Inside Golf
- Chief Editor: Richard Fellner
- Categories: Golf Magazines
- Frequency: Monthly
- Format: Short Tabloid
- Circulation: 42,614 Monthly (CAB)
- Publisher: Outdoor Sports Publishing
- Founded: August 2005
- Country: Australia
- Based in: Robina Gold Coast QLD Australia
- Language: English
- Website: Inside Golf

= Inside Golf =

Inside Golf is an Australian-based golf publication covering golf news, stories, events and features for golf across Australia. Distributed free in pro shops, social clubs and retail outlets across Australia, the publication is Australia's highest-circulating (CAB Audited) golf publication, with a circulation of 42,614 copies per month.

==History and profile==
Inside Golf was established in 2005. The magazine is published by Outdoor Sports Publishing, a Gold Coast (Queensland) based publisher that also publishes Inside Golf Travel.

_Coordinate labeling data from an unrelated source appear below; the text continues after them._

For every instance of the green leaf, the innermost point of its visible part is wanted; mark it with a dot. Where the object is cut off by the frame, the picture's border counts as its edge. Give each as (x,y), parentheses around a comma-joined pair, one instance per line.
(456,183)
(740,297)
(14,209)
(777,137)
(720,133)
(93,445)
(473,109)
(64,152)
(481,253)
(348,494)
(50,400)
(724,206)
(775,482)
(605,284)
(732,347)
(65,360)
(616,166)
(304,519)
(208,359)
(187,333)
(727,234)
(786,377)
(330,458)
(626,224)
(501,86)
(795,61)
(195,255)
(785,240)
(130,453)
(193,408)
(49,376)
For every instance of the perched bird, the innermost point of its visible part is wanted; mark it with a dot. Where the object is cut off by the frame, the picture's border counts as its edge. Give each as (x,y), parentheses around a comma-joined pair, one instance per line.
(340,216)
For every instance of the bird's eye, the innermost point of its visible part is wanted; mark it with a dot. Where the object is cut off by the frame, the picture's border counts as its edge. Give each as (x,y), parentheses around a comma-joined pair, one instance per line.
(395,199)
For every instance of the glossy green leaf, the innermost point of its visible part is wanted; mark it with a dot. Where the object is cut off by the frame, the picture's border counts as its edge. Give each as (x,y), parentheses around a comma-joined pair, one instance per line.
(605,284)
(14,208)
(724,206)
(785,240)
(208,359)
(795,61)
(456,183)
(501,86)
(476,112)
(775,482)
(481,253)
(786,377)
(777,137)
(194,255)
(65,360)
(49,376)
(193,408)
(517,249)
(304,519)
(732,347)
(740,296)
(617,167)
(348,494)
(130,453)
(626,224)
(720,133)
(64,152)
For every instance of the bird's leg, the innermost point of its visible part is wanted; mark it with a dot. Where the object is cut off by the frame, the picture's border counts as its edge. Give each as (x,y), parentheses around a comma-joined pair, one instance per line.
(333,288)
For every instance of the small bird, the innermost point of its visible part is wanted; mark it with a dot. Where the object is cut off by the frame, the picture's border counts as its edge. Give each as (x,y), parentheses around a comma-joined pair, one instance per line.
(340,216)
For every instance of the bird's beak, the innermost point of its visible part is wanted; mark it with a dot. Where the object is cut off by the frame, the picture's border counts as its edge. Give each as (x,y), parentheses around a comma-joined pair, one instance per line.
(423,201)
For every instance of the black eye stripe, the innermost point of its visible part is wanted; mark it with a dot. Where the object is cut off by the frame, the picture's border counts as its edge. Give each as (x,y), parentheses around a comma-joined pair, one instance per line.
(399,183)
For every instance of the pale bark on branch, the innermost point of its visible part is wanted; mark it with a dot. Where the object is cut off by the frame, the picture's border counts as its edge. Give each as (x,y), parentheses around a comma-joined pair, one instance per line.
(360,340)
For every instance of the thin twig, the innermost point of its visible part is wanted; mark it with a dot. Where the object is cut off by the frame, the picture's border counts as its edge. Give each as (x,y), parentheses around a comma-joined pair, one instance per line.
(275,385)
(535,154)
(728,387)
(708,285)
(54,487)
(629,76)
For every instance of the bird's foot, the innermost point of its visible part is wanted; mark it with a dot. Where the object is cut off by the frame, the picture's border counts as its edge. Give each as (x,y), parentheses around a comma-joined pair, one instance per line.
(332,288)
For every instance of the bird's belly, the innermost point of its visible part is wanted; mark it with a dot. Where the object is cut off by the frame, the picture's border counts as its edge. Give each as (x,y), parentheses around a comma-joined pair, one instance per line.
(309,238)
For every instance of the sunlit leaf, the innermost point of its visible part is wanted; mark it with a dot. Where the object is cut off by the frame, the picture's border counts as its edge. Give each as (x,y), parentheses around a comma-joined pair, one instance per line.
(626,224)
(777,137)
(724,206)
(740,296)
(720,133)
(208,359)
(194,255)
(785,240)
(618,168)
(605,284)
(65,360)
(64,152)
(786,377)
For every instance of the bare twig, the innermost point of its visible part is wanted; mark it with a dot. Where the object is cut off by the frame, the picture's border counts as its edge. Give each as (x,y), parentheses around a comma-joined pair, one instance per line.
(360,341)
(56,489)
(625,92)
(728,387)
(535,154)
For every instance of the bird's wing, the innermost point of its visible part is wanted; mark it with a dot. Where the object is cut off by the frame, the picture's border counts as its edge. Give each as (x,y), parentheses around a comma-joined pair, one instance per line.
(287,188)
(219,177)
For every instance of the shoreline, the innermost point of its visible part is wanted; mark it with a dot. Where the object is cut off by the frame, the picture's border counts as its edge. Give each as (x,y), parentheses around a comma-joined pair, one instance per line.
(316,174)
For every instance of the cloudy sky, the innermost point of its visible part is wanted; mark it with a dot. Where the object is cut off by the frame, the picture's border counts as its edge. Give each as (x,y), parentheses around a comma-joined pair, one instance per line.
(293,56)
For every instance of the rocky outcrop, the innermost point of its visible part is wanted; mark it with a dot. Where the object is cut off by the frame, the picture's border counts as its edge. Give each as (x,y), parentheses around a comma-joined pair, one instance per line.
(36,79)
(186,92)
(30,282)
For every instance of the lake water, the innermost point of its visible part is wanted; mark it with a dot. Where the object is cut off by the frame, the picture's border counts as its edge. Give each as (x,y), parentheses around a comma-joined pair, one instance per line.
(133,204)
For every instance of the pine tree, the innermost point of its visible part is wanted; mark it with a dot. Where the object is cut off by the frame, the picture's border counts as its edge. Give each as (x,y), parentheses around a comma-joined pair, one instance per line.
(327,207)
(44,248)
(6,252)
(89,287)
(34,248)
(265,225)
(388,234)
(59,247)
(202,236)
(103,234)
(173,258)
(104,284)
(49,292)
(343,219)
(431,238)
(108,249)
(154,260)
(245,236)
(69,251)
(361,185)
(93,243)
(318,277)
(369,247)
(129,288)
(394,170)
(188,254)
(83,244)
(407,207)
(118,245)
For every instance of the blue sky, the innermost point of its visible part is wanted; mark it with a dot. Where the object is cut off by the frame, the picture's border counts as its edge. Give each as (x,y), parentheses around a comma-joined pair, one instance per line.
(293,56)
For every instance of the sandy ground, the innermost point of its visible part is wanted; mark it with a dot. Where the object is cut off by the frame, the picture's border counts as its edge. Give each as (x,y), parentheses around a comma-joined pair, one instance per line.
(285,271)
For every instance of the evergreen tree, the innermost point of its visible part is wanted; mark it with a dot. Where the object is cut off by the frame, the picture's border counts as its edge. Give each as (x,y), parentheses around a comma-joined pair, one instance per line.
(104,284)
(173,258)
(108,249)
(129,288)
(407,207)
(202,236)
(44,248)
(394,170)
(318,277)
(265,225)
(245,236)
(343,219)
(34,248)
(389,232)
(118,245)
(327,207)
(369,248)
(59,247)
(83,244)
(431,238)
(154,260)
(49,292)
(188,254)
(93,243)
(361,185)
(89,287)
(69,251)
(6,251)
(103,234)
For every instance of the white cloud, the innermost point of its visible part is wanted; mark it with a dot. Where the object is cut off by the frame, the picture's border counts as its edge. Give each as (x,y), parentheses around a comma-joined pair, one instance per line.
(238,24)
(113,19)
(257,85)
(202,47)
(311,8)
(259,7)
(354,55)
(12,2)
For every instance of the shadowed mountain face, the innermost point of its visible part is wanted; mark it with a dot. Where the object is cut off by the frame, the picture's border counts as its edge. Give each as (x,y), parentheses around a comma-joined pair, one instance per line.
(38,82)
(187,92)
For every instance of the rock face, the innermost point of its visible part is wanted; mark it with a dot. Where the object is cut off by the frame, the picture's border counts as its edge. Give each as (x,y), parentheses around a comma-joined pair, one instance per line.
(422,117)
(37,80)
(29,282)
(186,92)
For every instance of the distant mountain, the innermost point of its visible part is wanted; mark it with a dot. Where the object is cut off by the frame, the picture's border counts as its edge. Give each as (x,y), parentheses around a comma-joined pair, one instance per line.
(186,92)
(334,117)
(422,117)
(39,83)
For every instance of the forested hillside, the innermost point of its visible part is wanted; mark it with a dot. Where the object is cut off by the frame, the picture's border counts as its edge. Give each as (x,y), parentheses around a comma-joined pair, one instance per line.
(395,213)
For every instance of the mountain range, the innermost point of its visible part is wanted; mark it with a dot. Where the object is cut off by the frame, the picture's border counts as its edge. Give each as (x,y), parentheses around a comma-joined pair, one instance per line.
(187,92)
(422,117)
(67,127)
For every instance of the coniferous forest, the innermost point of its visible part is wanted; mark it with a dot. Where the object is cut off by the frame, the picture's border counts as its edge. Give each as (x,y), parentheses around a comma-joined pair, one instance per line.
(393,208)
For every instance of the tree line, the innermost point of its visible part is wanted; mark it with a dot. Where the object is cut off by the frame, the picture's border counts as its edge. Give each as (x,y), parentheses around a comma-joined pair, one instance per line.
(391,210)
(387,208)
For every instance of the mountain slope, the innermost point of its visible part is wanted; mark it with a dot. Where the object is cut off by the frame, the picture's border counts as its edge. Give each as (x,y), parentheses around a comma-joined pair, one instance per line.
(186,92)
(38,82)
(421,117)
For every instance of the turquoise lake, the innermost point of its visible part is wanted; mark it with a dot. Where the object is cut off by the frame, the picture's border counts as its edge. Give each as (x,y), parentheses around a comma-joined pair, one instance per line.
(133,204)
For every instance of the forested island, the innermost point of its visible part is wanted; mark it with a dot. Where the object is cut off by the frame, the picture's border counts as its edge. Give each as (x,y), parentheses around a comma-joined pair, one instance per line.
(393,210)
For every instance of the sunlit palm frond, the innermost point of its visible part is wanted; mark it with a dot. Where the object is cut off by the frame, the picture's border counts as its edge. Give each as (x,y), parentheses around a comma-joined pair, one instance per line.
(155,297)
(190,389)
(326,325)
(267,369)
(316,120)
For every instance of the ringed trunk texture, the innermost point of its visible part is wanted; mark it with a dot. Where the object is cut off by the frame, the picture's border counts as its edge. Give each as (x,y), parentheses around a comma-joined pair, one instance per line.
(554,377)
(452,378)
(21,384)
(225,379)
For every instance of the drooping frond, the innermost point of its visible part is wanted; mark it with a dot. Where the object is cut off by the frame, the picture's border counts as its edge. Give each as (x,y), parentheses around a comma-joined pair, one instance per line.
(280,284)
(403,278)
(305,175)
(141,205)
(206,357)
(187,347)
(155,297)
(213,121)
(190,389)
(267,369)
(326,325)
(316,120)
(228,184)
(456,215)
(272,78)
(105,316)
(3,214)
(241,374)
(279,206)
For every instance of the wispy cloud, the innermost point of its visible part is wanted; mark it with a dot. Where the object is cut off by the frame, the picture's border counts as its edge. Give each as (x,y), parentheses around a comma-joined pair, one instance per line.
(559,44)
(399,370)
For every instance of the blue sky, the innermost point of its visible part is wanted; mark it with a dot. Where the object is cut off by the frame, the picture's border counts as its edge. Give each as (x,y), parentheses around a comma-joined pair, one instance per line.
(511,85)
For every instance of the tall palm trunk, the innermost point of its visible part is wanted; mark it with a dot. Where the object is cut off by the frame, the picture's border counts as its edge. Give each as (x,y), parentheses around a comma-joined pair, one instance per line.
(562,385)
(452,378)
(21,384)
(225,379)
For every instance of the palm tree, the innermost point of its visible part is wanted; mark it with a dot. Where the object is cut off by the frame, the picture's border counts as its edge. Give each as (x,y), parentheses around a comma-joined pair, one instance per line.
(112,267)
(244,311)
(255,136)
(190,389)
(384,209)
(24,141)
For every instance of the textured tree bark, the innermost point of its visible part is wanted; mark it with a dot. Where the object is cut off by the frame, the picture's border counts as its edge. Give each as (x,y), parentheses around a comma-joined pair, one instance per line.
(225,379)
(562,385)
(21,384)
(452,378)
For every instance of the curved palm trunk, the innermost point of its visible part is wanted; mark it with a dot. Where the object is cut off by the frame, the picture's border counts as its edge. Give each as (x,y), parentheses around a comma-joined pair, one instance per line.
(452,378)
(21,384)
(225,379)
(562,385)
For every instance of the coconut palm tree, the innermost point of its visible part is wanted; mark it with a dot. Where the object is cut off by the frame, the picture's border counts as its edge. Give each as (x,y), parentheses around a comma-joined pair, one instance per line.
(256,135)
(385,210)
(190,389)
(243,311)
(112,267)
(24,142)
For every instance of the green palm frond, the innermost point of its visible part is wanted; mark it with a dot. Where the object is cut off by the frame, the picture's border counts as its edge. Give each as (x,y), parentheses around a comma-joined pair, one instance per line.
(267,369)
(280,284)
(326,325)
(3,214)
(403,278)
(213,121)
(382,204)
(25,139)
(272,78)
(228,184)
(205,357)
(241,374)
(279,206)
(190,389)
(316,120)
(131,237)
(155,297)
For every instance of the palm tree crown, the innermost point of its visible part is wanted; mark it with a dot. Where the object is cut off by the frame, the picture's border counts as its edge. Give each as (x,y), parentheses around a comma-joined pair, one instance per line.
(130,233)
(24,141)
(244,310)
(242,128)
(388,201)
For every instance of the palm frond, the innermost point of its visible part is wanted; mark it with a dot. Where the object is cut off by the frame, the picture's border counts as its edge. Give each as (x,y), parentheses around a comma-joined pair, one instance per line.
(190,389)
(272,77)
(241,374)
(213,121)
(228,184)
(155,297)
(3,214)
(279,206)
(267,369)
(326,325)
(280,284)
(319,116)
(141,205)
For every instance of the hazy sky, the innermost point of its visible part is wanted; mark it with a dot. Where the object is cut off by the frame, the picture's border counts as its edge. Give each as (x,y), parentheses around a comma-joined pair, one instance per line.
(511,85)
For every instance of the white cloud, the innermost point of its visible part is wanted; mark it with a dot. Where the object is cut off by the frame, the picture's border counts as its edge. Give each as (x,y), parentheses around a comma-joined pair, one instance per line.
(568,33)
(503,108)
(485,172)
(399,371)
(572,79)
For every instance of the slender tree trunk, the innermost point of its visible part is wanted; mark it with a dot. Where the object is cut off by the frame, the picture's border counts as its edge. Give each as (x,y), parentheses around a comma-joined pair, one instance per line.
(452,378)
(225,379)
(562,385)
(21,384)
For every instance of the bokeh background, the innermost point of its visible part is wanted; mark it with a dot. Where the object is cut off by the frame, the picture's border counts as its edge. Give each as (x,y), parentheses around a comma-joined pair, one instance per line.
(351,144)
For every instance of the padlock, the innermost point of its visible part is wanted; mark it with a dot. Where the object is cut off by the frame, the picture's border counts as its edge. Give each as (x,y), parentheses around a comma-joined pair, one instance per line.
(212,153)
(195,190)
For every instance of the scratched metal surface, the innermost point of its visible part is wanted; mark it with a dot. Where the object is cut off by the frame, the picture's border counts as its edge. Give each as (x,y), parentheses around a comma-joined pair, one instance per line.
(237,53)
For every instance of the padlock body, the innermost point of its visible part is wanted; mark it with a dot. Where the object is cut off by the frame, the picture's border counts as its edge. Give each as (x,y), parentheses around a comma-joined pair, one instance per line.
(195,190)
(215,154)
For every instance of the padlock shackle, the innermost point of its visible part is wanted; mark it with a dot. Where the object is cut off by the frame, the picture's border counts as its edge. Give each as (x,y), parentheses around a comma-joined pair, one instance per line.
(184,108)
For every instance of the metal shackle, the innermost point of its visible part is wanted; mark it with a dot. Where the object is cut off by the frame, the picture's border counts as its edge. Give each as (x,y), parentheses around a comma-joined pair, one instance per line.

In 2010, 2011, 2012, 2013 and 2014, independent surveys by Golf Research Australia and Sports Marketing Surveys concluded that Inside Golf is the most regularly read monthly golf publication in Australia, placing it above all other golf newsstand and subscription publications in the country.

Inside Golf website was started in 2006. The magazine is also available in digital form on iPads and iPhones

== Team ==
Publisher: Sam Arthur

Editor: Rob Willis

Writers: Peter Owen, David Newbery

== Location ==
Main Office: Gold Coast, Queensland.